Structural Genomics Consortium, UNC Eshelman School of Pharmacy, University of North Carolina at Chapel Hill, Chapel Hill, NC, 27599, USA.
Promega Corporation, 2800 Woods Hollow Road, Madison, WI, 53711, USA.
Nat Commun. 2020 Jun 2;11(1):2743. doi: 10.1038/s41467-020-16559-0.
Concerted multidisciplinary efforts have led to the development of Cyclin-Dependent Kinase inhibitors (CDKi's) as small molecule drugs and chemical probes of intracellular CDK function. However, conflicting data has been reported on the inhibitory potency of CDKi's and a systematic characterization of affinity and selectivity against intracellular CDKs is lacking. We have developed a panel of cell-permeable energy transfer probes to quantify target occupancy for all 21 human CDKs in live cells, and present a comprehensive evaluation of intracellular isozyme potency and selectivity for a collection of 46 clinically-advanced CDKi's and tool molecules. We observed unexpected intracellular activity profiles for a number of CDKi's, offering avenues for repurposing of highly potent molecules as probes for previously unreported targets. Overall, we provide a broadly applicable method for evaluating the selectivity of CDK inhibitors in living cells, and present a refined set of tool molecules to study CDK function.

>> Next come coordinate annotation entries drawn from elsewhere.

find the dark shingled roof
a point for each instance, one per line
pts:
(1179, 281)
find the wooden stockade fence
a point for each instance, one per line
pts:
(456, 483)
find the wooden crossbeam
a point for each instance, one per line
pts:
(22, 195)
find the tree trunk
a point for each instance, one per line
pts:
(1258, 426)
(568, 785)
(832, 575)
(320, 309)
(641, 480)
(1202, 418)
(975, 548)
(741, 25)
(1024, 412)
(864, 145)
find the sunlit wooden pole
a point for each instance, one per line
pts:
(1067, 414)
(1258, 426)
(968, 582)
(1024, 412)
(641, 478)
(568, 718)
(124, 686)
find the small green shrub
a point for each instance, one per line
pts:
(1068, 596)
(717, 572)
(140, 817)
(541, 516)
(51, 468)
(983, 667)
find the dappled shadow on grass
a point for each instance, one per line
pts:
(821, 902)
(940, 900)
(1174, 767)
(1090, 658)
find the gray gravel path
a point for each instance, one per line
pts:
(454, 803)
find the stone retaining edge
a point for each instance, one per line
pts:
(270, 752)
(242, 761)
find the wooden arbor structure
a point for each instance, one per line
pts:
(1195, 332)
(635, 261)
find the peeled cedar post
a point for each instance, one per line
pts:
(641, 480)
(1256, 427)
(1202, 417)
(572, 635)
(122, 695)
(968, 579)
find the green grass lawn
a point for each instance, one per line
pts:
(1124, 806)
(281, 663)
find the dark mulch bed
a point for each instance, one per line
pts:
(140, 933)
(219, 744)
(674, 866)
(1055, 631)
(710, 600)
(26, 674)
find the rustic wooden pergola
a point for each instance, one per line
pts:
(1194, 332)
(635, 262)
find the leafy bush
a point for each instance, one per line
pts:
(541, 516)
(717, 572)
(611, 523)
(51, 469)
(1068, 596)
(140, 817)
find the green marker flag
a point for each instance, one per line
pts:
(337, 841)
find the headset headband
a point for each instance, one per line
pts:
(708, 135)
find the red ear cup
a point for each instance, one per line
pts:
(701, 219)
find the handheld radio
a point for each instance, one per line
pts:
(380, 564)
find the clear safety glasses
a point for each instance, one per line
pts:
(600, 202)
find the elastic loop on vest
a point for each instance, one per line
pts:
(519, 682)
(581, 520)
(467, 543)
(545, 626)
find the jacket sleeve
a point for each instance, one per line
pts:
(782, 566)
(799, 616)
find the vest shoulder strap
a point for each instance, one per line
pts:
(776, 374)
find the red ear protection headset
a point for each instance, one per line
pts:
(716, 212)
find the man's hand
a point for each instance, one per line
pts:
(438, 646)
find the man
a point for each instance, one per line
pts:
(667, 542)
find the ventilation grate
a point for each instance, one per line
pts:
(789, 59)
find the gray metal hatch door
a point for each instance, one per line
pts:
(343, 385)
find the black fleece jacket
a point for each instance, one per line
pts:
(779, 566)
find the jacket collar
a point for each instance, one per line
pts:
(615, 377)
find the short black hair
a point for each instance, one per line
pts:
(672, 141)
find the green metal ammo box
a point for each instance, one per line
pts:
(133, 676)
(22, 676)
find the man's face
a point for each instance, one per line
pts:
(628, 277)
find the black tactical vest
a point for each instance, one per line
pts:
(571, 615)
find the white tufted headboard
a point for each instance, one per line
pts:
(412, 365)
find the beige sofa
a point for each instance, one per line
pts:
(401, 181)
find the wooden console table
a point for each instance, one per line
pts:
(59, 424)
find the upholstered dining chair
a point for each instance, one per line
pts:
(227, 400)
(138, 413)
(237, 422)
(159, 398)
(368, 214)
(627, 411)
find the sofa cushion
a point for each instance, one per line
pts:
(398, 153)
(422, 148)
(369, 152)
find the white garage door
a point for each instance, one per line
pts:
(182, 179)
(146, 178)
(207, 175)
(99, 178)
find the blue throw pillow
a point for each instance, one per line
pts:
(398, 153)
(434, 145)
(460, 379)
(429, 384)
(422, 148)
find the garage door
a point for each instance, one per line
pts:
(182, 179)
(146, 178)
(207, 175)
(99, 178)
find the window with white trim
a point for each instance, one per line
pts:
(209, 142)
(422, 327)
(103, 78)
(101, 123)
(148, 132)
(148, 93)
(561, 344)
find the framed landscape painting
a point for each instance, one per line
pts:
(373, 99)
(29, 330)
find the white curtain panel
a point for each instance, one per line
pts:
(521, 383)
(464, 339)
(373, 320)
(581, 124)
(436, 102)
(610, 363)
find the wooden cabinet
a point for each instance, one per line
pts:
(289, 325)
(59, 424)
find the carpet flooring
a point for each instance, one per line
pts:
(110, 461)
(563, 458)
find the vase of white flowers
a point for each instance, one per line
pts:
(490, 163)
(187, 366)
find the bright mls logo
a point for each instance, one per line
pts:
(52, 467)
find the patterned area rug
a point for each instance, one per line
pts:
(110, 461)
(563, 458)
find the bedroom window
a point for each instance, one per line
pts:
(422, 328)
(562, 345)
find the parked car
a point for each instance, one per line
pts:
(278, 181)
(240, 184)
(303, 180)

协同的多学科努力导致了细胞周期蛋白依赖性激酶抑制剂 (CDKi) 的发展,作为小分子药物和细胞内 CDK 功能的化学探针。然而,关于 CDKi 的抑制效力已经报道了相互矛盾的数据,并且缺乏针对细胞内 CDK 的亲和力和选择性的系统表征。我们开发了一组细胞通透性能量转移探针,以定量测定所有 21 种人类 CDK 在活细胞中的靶标占有率,并对一组 46 种临床先进的 CDKi 和工具分子对细胞内同工酶效力和选择性进行了全面评估。我们观察到一些 CDKi 的细胞内活性谱出乎意料,为高活性分子重新用作以前未报道的靶标的探针提供了途径。总的来说,我们提供了一种广泛适用于评估细胞内 CDK 抑制剂选择性的方法,并提出了一组经过改进的工具分子来研究 CDK 功能。